The identification of the person or entity who has standing to execute on the judgment, or judgments, is a matter not yet conclusively determined in the trial court – indeed, that target keeps moving.   The motion judge only denied reconsideration because she could not be certain about Brown Bark's right to execute on either judgment.   The judge's uncertainty is understandable;  based on what has been presented to us, we are satisfied that any firm conclusion about Brown Bark's standing would be purely speculative.   It is also clear that the judge did not mean for her conclusion at the time to be the final word on the subject.   We assume there will be further applications regarding the correct identity of the judgment creditor in the trial court following today's decision.   In that regard, we pose one further question that the trial court may also be required to decide – one that has only been begged and never directly addressed in the appeal briefs:  in reaching the settlement agreement, did the parties intend to supersede the judgment entered against Johnson in 2001?   As we have observed, Johnson was a party to the settlement agreement, which required the payment from all defendants of $16,500, not the $47,856.55, for which Johnson was adjudicated liable in 2001.   When the 2007 settlement was breached, judgment was entered against only Ray and Heads Up for the settlement amount, which, with interest, had increased to $17,158.53.   And, later, the prior judge “merged” the two existing judgments.   Although we are by no means certain as to what merger meant in that context, it may have been the trial judge's intention or assumption that Johnson would no longer be held liable to the extent of $47,856.55, but only to the extent that Ray and Heads Up had been adjudicated liable in the November 29, 2007 judgment.   If and when there are further proceedings in the trial court, this may be a matter that requires clarification before further execution against Johnson is permitted.8

Affirmed in part;  reversed in part.

FOOTNOTES

3.  FN3. Brown Bark II, L.P. filed this appeal.   Cadles moved in this court to be substituted as appellant;  its unopposed motion was granted and Cadles filed an amended notice of appeal reflecting that change.

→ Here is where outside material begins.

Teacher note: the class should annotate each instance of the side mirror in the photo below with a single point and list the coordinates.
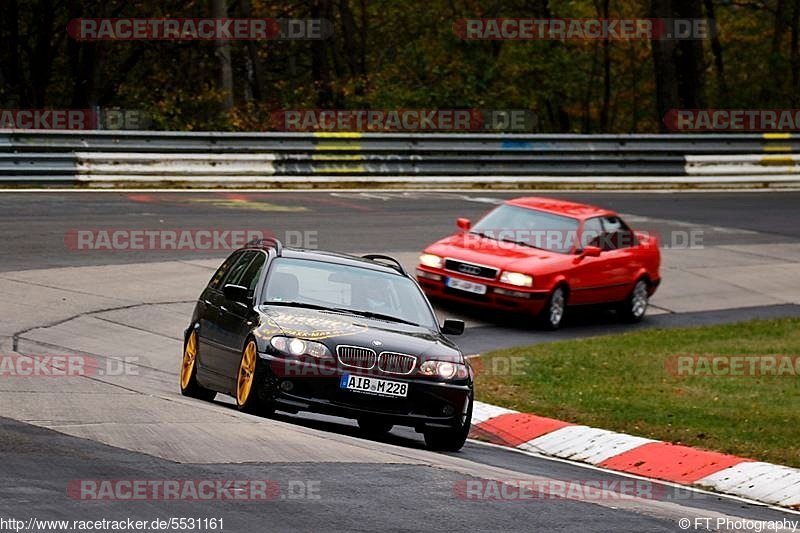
(452, 326)
(236, 293)
(591, 251)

4.  FN4. The record does not otherwise identify which “defendant” filed that motion or otherwise identify the existence of a November 19, 2002 judgment.   It may be that the referenced November 19, 2002 judgment was simply the result of a typographical error and the intent was to refer to the November 29, 2007 judgment in the second action.

5.  FN5. A copy of the notice of motion was not included in any appendix in this appeal, nor is it clear to us what the parties may have submitted in support of or in opposition to the motion.

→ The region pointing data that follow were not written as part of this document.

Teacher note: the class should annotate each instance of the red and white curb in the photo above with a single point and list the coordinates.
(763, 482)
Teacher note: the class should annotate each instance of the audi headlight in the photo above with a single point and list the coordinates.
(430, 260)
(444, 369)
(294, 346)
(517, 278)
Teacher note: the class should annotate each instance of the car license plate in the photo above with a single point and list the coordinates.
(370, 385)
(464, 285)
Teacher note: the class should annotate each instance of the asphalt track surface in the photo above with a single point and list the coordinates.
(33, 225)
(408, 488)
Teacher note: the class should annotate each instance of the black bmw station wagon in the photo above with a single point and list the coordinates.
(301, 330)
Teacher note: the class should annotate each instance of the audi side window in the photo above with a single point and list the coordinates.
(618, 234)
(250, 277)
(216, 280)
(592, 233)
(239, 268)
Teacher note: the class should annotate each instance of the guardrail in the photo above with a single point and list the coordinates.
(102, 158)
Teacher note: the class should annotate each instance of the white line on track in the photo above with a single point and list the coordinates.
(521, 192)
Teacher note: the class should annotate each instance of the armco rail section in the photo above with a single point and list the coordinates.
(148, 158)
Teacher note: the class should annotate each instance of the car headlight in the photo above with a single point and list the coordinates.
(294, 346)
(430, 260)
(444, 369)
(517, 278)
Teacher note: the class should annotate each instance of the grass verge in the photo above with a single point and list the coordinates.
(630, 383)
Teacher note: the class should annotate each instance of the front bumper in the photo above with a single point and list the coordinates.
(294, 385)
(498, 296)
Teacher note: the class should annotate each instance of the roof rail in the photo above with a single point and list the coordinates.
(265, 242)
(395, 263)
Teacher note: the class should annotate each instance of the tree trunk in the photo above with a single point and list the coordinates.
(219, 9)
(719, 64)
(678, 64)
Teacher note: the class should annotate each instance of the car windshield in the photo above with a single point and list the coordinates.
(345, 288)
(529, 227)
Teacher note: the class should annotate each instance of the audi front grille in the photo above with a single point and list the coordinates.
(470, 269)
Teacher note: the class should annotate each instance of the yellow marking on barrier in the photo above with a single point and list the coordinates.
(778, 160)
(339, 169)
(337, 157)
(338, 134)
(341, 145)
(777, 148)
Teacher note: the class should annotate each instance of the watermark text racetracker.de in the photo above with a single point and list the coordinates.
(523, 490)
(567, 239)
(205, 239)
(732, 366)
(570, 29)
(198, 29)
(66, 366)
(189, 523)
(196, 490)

6.  FN6. We again note that the November 29, 2007 judgment was entered only against Ray and Heads Up. The asset manager's certification asserts that the subsequent court order “merged” the judgments – whatever that means –and that this merger somehow enhanced whatever was assigned by NC Two to Brown Bark. We further observe that the asset manager did not assert she had personal knowledge of these events, only that her description of the events was based on her review of Brown Bark's books and records.

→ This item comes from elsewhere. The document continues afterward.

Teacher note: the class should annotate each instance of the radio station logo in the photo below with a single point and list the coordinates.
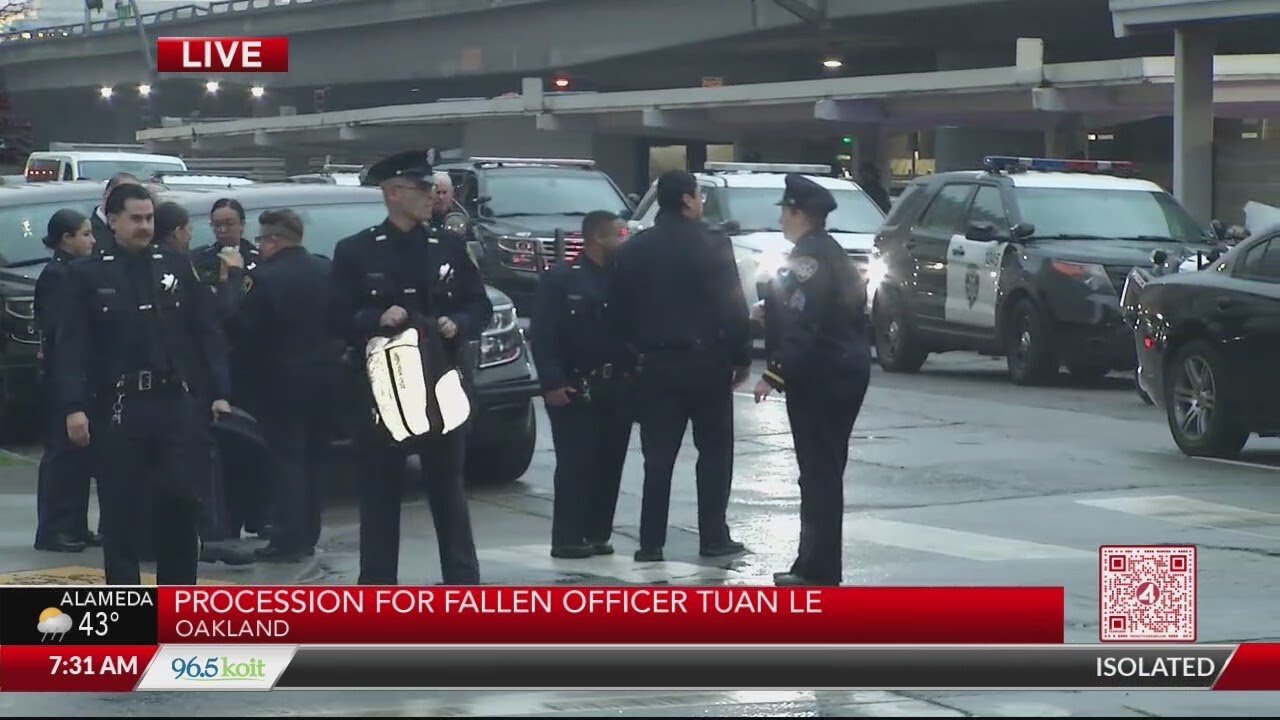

7.  FN7. Because the order refers only to the docket number in the first action, we assume the complaint that was dismissed was the 2001 complaint filed by Fleet.   The order also did not declare that any judgment was vacated but that would have been a consequence – at least in part – of the complaint's dismissal in the first action.

8.  FN8. In this regard, we also observe that execution against Johnson was previously barred because her sole source of income was social security.   Without reference to the record, defendants argue in their appeal brief that Johnson is ninety-two years old and infirm.   Nevertheless, even if there is no likelihood that a judgment against Johnson in any amount could be satisfied, the trial court should – if requested – determine whether the April 12, 2001 judgment should be discharged in light of the settlement agreement and the November 29, 2007 judgment.